冒頭でのテーマであり、おそらくこの本の最大のテーマの一つだと思われます。人は問題があると、「どうやったら変えられるだろうか?」「どうやったら良い方向に行けるだろうか?」と無条件で考えがちです。

もちろん、そういった解決方法もある……というよりは、「つらい状況から救われる」ためには十中八九はそういった対策が必要になることも否定はできません。

ただ、世の中に短所のないことなどありません「変える」ということは相当なエネルギーが必要であり、エネルギーを使わせてしまうと、別の部分でしこりが出来てしまい、結局もっと元に戻ってしまう、あるいはもっとひどいことになるなんてこともあるでしょう。子供だったら尚更です。

著者が選んだやり方は「変える」のではなく「表す」ことです。ないものを無理に加えようとしたり、その人の本質を無理やり変えるのではなく、すでにあるその人の力や願いをどうやって形にするか、といったことですね。
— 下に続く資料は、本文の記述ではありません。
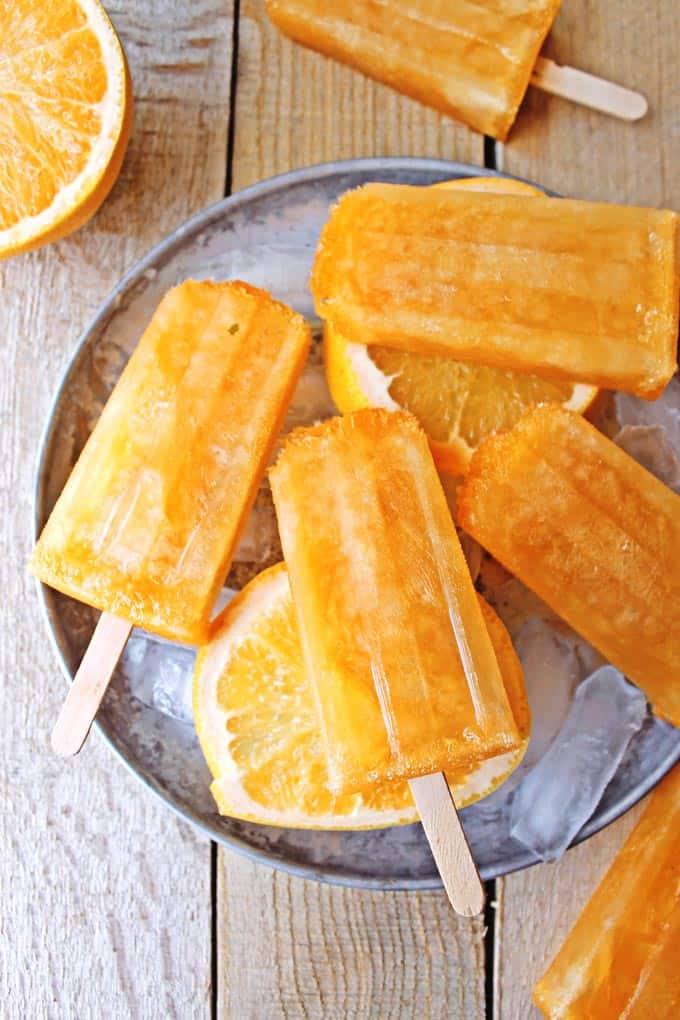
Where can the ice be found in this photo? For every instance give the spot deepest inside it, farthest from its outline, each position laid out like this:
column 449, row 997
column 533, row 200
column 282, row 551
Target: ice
column 562, row 792
column 552, row 672
column 159, row 674
column 650, row 447
column 664, row 412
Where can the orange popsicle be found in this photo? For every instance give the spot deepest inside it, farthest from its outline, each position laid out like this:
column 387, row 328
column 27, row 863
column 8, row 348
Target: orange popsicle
column 591, row 532
column 470, row 60
column 575, row 291
column 621, row 957
column 149, row 519
column 405, row 675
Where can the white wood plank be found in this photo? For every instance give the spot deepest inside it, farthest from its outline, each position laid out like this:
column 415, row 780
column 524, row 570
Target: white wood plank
column 105, row 896
column 290, row 948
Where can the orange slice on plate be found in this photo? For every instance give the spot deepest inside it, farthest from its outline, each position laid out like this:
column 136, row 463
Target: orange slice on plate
column 458, row 404
column 256, row 720
column 65, row 112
「変える」というのは結局、最後はその人自身の問題です。どれだけ本人が頑張っても、あるいは周りが圧力をかけても、できる人はできて、無理な人は無理です。そして、変えられなかった自分をより責めてしまい、現状が悪化することもあるでしょう。

「表す」ならば、色々な人が協力できますし、本人の力も発揮しやすくなります。すでにもともとあるものを見つけ、そして広げていくので、大きな力は必要ありません。内からも外からもちょっとずつ力を注ぐことにより、居場所づくりのための一歩を踏み出せるのです。

繰り返しますが、著者がゲームに依存していたのは、「ゲームがやりたかった」のではなく、「誰かに辛さを気づいてほしかった」、そして「本当は助けてほしかったというものがあります(厳密にはもっと複雑ですが……)
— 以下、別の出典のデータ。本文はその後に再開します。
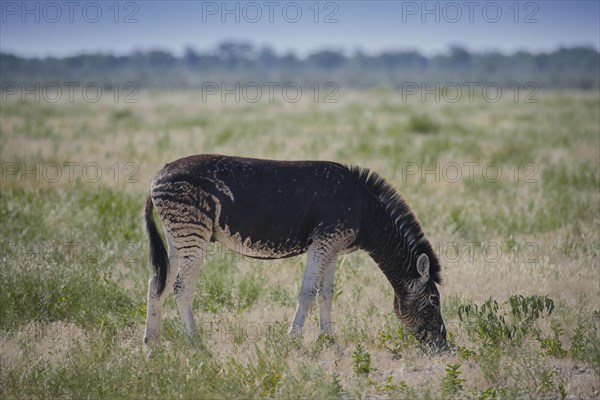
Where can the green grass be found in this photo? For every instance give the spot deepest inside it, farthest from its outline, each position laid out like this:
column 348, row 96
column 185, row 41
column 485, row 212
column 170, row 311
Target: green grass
column 75, row 268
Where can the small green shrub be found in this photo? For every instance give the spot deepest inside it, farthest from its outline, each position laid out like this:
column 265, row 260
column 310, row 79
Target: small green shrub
column 422, row 124
column 362, row 361
column 452, row 382
column 396, row 340
column 491, row 326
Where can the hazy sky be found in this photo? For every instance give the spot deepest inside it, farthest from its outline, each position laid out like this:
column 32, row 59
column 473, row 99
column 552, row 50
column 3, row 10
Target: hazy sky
column 69, row 27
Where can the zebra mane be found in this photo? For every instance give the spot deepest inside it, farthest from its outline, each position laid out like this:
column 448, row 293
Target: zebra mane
column 405, row 222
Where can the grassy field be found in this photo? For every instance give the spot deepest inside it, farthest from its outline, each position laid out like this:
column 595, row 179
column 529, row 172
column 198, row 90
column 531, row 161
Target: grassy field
column 507, row 192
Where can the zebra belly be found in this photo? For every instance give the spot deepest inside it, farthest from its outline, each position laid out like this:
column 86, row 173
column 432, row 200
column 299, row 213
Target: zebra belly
column 258, row 248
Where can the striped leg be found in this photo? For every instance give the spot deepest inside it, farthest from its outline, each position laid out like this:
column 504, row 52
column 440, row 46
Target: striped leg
column 185, row 287
column 319, row 257
column 155, row 302
column 325, row 297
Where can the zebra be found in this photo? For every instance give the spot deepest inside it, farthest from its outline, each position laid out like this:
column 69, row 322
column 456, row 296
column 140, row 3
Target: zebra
column 271, row 209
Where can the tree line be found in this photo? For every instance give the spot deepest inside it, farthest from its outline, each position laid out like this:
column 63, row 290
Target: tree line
column 233, row 61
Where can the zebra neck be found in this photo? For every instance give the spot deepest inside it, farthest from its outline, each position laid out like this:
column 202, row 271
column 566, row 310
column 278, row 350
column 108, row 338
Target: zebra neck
column 386, row 246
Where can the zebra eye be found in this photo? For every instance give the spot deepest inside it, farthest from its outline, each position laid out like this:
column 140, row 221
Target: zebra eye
column 434, row 299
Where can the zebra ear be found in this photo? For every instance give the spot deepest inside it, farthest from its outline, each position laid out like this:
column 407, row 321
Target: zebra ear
column 423, row 267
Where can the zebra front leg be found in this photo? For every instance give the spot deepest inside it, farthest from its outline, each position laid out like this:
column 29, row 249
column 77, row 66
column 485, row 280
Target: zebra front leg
column 155, row 301
column 325, row 298
column 318, row 259
column 185, row 288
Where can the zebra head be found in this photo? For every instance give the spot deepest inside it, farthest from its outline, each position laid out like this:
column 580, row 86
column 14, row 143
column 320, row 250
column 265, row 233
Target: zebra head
column 417, row 304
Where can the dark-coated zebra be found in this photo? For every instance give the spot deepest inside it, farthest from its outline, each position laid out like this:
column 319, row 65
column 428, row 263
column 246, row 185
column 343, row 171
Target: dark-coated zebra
column 275, row 209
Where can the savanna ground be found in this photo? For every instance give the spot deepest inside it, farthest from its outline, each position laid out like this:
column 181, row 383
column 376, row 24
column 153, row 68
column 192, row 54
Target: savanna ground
column 520, row 221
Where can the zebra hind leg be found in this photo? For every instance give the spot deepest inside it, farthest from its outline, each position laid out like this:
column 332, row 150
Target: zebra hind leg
column 185, row 287
column 156, row 300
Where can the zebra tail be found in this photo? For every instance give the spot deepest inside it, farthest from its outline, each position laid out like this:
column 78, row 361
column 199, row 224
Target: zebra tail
column 156, row 247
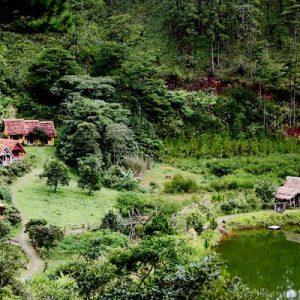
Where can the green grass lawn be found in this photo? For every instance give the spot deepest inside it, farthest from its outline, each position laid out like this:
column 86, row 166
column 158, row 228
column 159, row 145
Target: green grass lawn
column 159, row 172
column 68, row 206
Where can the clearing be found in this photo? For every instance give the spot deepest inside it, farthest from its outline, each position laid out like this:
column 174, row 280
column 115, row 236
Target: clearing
column 69, row 206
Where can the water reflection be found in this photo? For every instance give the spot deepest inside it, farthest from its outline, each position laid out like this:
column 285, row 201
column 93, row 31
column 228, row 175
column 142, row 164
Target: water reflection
column 266, row 261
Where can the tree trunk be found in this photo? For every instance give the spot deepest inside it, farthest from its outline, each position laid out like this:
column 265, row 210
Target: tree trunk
column 212, row 59
column 268, row 17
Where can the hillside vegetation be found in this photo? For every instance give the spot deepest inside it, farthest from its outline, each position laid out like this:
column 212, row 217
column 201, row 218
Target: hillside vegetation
column 175, row 112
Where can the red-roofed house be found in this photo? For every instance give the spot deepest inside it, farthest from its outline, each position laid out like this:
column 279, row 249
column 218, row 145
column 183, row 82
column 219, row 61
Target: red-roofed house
column 10, row 150
column 24, row 131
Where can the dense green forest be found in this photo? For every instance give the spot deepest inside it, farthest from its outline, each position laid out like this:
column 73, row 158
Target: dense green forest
column 209, row 87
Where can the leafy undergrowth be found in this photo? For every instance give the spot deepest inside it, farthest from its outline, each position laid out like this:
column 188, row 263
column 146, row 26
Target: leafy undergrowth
column 76, row 245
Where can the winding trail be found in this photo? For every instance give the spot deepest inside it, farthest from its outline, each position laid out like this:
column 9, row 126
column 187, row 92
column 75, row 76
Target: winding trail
column 35, row 264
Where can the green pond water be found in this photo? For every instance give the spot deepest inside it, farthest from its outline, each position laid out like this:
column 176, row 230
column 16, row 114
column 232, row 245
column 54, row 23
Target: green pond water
column 266, row 260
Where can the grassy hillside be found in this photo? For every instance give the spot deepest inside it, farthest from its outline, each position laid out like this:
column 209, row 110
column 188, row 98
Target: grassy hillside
column 68, row 206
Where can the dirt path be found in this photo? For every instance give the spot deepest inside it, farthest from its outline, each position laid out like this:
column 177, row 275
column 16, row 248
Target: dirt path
column 35, row 264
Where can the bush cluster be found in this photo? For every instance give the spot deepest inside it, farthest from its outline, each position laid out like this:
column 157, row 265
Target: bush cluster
column 180, row 184
column 43, row 235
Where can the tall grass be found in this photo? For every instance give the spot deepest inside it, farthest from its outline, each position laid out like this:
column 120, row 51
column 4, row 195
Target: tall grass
column 223, row 146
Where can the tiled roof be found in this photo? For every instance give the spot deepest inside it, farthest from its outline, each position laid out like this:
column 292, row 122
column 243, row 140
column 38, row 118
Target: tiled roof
column 11, row 144
column 48, row 127
column 290, row 189
column 25, row 127
column 15, row 126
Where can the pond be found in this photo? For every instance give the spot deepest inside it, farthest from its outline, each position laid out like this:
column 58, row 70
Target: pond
column 266, row 260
つまり、そういった隠れた考えを”表す”ことができて初めて問題は一歩前進……いえ、それどころか、気づけば自力で救済することができるほどの力が生まれるのです。

著者もまた、とある人に自分を「表す」ことが出来て、自身の問題を解決し、そして様々な人の問題に取り組んでいくのです。

隠れメッセージを”表す”には?

「表す」ことが大事と言いましたが、厳密には「共有できる人にわかりやすく表す」といった方が良いかも知れません。難しいのは共有できる人を見つけることですね。

今いる場所……学校なり、職場なりで見つけられるのが一番手っ取り早いですけど……できるなら「居場所なんてない」という悩みを抱くことはないでしょうね。

世の中における学校の重要性はまだまだ非常に高く、裏を返せば、「学校へ行けない」となってしまうと、どうしても「どうやったら学校へ行けるか」という論点に陥りがちです。そしてそのためには「自分を強く変えて学校を居場所にする」という手段が考えられるでしょう。

しかしそもそも学校のせいで「自分を表すこと」に恐れてしまい、力を失っている状態で、「自分を変える」というのはやはり難しいものがあるでしょう。

まずは自分を表せる人を見つける、あるいは誰かについて表せる人になることが大事ということがわかりました。

本には書いていない個人的な考えですが、仮に誰かの”表す人”になりたいのならば、基本的に重要なのは2つだけ、「すぐ人を馬鹿にしない人」そして「様々な”表す手段”を作れる人」です。

善人だとか頭が良いとかいうお話ではありません。善人は悪だと思ったものを侮蔑し、頭が良い人は自分ができて他人ができないことを誰でもできると言いがちな欠点があります(あくまで傾向の話で全員がそうだとはいいませんが

相手の話をバカにすることなく真剣に聞き、そして表すための手段も見つけられること……意外な方法で見つかったりするのです。著者はカラオケに一緒に行くなどで人の心を開いたりもしましたが、そういった手段を多く考えられる、あるいは人の痛みに触れることで知ることが大事です。

大切なのは能力ではなく”表す”ことを意識し続けることでしょう。それには上記2つの特徴が必要となるのです。自分のつらい状況をなんとかしたいときも同じですね。誰かと共感してお互いに助け合い時にあるときっと役立ちます。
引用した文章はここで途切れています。